Opinión

El consuelo imposible

Hay momentos en los que a uno le gustaría no estar, esos en los que la vida obliga a caminar por la cara B mientras la tragedia nos golpea y marca a fuego unos acontecimientos dramáticos que se suben a la mochila en la que sobrellevamos el transitar cotidiano. Son los momentos del dolor descarnado, en el que todos nos sentimos solidarios y sacamos lo mejor para dejarlo a disposición de quienes necesitan ayuda. Es ese tiempo en el que nos sentimos tan próximos, que nos ponemos en el lugar de las víctimas, de los familiares; todos, presos de la emoción desatada por un desastre que desborda.

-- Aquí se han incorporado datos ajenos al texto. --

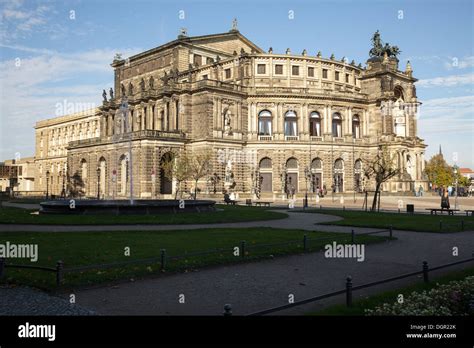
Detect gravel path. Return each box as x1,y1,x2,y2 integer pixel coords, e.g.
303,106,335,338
0,285,95,315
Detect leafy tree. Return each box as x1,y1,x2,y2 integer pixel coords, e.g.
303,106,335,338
458,174,470,187
160,152,191,200
424,154,453,188
363,146,400,211
189,149,213,200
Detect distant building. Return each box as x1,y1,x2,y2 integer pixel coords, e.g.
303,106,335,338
0,157,35,194
459,168,474,180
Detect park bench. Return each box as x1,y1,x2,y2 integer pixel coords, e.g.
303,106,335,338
425,208,459,216
464,210,474,216
222,196,239,205
254,201,273,207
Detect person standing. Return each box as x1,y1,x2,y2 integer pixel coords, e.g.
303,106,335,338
441,188,450,210
419,185,424,197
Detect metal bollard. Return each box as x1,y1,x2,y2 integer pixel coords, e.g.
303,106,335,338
461,220,464,231
160,249,166,271
56,260,64,287
439,220,442,231
422,261,429,283
303,234,308,252
351,229,355,244
223,304,232,316
389,225,393,238
346,276,353,307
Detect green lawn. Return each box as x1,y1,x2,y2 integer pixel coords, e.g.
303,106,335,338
304,209,474,232
310,267,474,315
0,228,390,290
0,204,287,225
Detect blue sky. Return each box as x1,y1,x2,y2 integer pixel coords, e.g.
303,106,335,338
1,0,473,167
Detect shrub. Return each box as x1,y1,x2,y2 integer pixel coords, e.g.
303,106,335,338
366,276,474,316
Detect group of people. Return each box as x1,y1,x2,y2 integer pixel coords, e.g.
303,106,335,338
414,185,424,197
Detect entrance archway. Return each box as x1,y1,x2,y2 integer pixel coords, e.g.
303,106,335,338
160,152,173,194
259,157,273,192
334,158,344,193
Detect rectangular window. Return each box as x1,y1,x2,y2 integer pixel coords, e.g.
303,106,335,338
322,69,328,79
335,71,340,81
346,73,349,83
225,68,231,79
202,74,208,80
275,64,283,74
193,54,202,66
308,67,314,77
257,64,266,74
206,57,213,64
292,66,300,76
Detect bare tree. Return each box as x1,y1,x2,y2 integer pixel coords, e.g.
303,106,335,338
363,146,399,211
189,149,213,200
160,151,191,200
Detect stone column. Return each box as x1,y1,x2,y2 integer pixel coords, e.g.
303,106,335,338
302,103,308,139
363,109,368,137
346,107,352,137
164,102,169,131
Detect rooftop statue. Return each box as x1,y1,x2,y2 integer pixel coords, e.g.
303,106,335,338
369,30,401,58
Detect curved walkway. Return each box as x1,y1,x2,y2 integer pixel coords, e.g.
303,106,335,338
0,211,345,232
69,228,474,316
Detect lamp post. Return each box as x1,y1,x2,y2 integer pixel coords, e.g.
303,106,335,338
61,169,66,198
96,167,101,200
304,167,309,208
46,170,50,199
453,165,459,209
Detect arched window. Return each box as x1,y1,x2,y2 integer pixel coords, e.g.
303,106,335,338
352,115,360,138
284,110,297,136
334,158,344,170
80,159,87,179
333,158,344,193
332,113,342,137
259,157,272,169
309,111,321,136
394,86,404,100
258,110,272,136
285,157,299,194
119,154,129,195
311,158,322,170
354,159,362,193
286,157,298,169
259,157,273,192
99,157,106,197
311,158,323,193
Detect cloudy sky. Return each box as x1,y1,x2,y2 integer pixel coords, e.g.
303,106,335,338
0,0,473,167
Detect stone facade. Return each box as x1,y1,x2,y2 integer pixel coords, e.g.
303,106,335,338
34,29,427,199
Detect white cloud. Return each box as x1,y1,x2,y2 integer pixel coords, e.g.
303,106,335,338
419,95,474,134
0,46,141,160
417,73,474,88
0,1,52,42
444,56,474,70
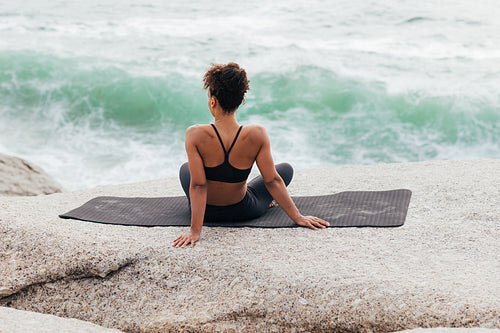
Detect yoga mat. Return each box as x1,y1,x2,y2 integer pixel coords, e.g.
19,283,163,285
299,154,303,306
60,189,411,228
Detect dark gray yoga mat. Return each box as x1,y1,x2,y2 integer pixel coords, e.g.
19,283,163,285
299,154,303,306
60,189,411,228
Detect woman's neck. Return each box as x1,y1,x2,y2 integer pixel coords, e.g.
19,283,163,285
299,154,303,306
213,110,238,127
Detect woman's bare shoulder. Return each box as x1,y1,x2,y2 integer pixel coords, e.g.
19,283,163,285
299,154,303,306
244,124,267,136
185,125,214,147
243,124,269,144
186,124,213,137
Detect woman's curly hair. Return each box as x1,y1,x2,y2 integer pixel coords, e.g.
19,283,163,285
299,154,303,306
203,63,250,113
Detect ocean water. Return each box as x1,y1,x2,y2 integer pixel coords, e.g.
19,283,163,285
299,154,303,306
1,0,499,190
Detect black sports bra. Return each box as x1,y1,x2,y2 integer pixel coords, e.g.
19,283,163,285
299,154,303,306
204,124,252,183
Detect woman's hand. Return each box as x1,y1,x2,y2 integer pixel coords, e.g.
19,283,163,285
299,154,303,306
294,215,330,230
173,231,200,248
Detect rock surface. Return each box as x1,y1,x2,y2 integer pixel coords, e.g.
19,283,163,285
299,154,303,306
396,329,500,333
0,153,63,196
0,306,122,332
0,159,498,332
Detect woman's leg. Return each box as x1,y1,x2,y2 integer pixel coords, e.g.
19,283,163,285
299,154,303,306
179,162,190,203
246,162,294,214
206,162,293,222
180,162,293,221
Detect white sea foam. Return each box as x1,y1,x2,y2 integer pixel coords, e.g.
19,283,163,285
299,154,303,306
0,0,499,189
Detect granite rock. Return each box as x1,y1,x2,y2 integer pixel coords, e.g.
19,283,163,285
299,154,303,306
0,159,498,332
395,329,500,333
0,153,63,196
0,306,122,332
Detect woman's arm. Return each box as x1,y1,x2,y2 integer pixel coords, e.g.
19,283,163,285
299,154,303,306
173,126,207,248
255,126,330,229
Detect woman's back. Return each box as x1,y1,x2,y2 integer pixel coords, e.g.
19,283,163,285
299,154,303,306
187,123,265,206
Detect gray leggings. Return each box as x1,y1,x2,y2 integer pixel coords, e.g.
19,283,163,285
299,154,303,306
179,162,293,222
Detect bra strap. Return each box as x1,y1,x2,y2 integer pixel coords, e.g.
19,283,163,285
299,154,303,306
211,124,227,155
227,126,243,154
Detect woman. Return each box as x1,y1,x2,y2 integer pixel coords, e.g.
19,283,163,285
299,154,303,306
173,63,329,248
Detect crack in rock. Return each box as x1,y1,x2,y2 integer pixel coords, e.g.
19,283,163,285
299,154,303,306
0,257,136,299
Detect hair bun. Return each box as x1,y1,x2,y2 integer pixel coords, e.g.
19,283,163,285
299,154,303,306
203,63,250,113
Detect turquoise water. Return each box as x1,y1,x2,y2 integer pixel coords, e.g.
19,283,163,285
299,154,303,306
1,0,499,189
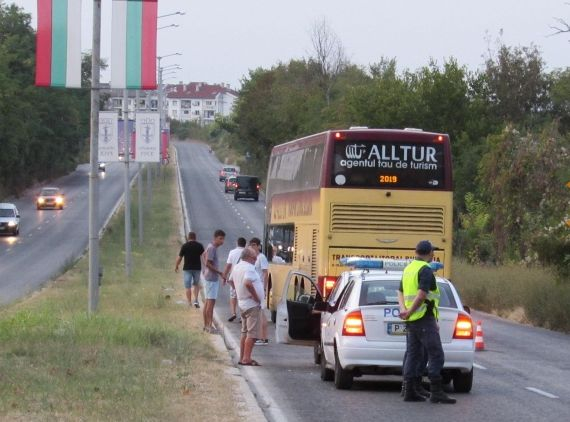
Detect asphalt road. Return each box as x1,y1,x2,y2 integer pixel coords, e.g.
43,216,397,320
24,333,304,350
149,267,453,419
0,162,138,306
176,139,570,422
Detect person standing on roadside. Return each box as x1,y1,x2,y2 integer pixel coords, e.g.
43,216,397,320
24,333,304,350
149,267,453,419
222,237,246,322
202,229,226,333
233,246,263,366
399,240,456,404
249,237,269,346
175,232,204,308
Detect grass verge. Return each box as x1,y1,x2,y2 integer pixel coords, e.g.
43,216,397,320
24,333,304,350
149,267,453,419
0,164,243,421
452,258,570,332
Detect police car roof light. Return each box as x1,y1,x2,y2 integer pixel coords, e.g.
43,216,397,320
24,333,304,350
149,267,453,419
339,257,444,272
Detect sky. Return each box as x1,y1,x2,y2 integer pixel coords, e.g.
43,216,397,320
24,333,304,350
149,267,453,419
12,0,570,90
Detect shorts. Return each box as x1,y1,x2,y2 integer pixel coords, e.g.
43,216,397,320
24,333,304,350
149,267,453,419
240,306,261,339
183,270,201,289
204,280,220,300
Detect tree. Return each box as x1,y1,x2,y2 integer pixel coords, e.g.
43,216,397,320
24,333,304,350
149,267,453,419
309,18,347,106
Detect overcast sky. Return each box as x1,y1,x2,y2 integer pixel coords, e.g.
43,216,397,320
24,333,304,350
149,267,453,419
13,0,570,89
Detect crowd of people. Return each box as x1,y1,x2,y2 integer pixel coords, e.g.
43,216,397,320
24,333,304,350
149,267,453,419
175,230,270,364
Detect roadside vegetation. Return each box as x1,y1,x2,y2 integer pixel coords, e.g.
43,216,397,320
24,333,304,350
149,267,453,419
0,165,242,421
452,259,570,332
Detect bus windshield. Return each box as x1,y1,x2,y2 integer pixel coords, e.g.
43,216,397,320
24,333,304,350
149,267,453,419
331,139,447,189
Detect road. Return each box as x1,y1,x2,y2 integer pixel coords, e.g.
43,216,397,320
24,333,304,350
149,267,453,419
176,140,570,422
0,162,138,306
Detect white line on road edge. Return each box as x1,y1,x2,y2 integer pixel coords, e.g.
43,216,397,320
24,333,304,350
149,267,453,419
525,387,559,399
473,363,487,370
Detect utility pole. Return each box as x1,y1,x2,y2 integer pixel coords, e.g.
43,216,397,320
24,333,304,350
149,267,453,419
136,90,143,245
123,89,132,277
88,0,101,314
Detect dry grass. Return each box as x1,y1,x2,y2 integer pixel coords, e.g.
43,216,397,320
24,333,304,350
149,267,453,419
0,162,244,421
452,258,570,332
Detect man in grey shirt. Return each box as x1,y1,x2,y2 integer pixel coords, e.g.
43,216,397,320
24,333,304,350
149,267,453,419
202,229,226,333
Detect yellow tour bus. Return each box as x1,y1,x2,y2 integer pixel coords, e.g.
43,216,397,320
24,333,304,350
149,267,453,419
263,128,453,321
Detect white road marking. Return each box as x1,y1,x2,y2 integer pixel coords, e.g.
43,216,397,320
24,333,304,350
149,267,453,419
525,387,559,399
473,363,487,370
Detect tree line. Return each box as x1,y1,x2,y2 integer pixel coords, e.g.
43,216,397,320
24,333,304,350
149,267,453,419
198,23,569,278
0,2,90,199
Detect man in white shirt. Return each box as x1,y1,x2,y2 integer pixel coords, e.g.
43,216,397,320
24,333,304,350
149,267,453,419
222,237,246,322
233,247,264,366
249,237,269,346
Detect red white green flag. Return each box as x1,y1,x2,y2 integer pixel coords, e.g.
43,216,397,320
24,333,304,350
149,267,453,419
35,0,82,88
111,0,158,90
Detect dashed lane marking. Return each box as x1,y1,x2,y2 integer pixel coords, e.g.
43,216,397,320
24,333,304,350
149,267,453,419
473,363,487,370
525,387,559,399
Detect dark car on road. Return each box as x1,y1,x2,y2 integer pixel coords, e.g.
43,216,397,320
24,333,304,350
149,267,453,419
234,175,260,201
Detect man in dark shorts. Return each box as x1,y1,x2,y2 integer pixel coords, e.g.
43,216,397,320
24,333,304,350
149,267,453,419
175,232,204,308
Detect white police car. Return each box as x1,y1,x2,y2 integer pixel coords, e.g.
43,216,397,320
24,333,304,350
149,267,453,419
275,258,475,391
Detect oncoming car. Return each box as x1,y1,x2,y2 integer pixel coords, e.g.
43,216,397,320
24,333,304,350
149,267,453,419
275,258,475,391
0,203,20,236
36,187,65,210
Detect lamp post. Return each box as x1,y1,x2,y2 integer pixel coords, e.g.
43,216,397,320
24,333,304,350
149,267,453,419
158,23,179,30
158,11,185,19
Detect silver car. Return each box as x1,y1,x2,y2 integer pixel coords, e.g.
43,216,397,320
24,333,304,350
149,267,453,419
0,203,20,236
275,259,475,391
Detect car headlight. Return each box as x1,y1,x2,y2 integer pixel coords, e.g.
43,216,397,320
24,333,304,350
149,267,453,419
38,197,45,204
7,221,16,227
55,197,63,204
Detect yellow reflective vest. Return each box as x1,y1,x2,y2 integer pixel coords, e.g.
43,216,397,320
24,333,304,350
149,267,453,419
402,260,440,321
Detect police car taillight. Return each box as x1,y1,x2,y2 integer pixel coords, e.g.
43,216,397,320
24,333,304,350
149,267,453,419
342,310,365,336
453,314,473,339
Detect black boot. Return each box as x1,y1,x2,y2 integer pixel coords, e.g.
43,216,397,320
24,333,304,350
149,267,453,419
415,376,430,398
403,379,426,402
429,379,456,404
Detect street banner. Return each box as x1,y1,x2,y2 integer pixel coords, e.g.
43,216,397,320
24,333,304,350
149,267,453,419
111,0,158,89
135,112,160,162
98,111,119,162
35,0,82,88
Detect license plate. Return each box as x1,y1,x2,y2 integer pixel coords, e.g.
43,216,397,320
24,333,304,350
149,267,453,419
387,322,407,335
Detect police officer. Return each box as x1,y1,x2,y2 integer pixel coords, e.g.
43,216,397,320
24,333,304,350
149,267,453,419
399,240,456,404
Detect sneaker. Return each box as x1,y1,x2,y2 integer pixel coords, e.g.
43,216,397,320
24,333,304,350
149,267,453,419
254,339,267,346
193,302,200,308
228,314,237,322
263,339,269,345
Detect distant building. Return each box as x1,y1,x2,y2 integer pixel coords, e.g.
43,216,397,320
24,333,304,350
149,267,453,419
166,82,238,125
103,82,238,125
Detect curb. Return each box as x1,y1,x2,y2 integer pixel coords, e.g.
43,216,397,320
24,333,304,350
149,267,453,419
213,312,289,422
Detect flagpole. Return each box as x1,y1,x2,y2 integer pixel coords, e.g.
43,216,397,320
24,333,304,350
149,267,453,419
88,0,102,314
124,88,132,278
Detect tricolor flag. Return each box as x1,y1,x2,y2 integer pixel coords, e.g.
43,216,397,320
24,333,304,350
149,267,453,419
111,0,158,90
35,0,82,88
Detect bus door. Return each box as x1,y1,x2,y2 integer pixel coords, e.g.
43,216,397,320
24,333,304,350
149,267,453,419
275,270,322,345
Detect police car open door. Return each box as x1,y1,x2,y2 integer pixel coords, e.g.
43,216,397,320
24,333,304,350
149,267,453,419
276,270,322,345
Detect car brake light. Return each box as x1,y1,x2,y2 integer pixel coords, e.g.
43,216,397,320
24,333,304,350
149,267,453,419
342,310,365,336
453,314,473,339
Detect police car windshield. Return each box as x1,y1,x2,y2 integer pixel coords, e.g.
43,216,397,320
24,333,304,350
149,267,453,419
437,282,458,309
0,208,15,217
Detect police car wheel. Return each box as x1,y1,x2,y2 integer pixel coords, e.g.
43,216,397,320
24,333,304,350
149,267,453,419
453,368,473,393
320,348,334,381
333,347,353,389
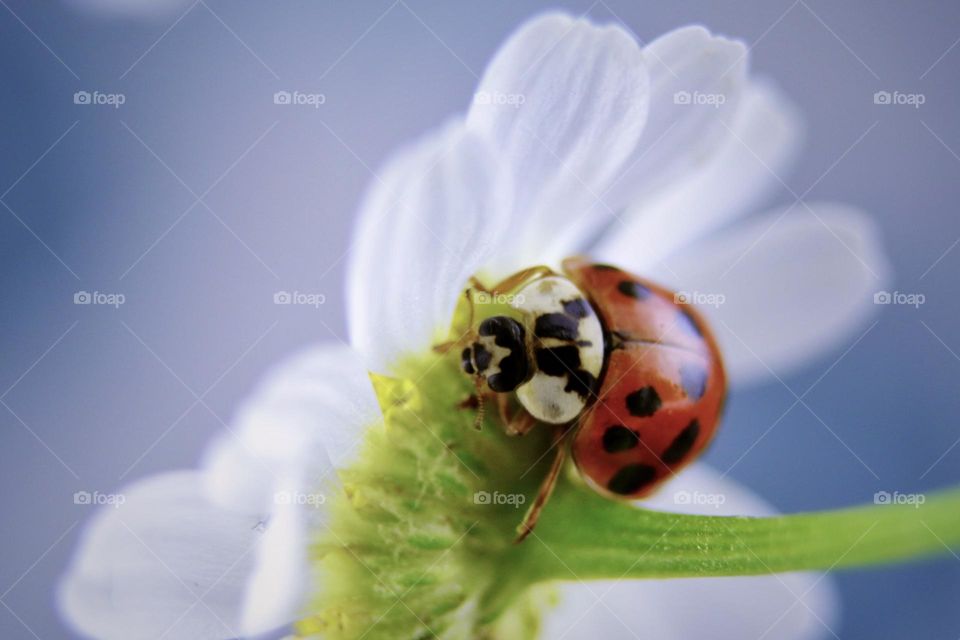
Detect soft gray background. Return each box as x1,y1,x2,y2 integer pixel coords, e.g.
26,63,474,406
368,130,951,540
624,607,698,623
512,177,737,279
1,0,958,638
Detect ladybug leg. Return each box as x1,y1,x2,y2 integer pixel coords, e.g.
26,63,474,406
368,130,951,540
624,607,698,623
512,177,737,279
457,394,480,410
496,392,511,424
495,393,538,436
515,425,567,543
504,408,537,437
438,266,554,353
471,265,557,297
432,341,456,354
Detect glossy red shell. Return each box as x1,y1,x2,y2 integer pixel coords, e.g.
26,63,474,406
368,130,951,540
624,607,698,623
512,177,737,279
563,257,727,499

La curva de Angrois quedará ya incorporada al imaginario colectivo, como el 24-J, grabados los dos a fuego en los anales de la crónica negra de esta tierra vecina de la tragedia, que cuando se disponía a festejar el día grande del Apóstol y de Galicia y velaba ideas para apuntalar el Día da Patria, se dio de bruces con la desesperación. La imagen de la gente mirando a distancia hacia el amasijo de hierros tumbados sobre la curva maldita evoca a aquella otra tan familiar de las madres, mujeres, hermanos o familiares de pescadores sobre el acantilado, con la mirada perdida en el horizonte en esos instantes en los que el mar decide cobrarse su tributo en vidas queridas.

Es el momento fatídico de los por qué desesperados al viento, sin respuesta posible. Por qué esa velocidad homicida; por qué se puede controlar lo que hace un aparato en Marte y no las posibles locuras de un tren entre Ourense y Santiago. Lo peor es que la ciencia será capaz de reconstruir cada instante de ese viaje sin final, pero no lo fue de evitar las veleidades de la debilidad humana coqueteando con la marcha desbocada de un convoy cargado de gente en busca de una meta que el destino les truncó.

Necesitamos días, que salga el sol y corra el aire para levantarnos y digerir este trago amargo, agarrarnos al duelo que nos devuelva a la normalidad, aunque hoy para mucha gente, al calor del recuerdo de los seres perdidos, ese sea un objetivo sin alicientes, porque su único consuelo es ya un imposible.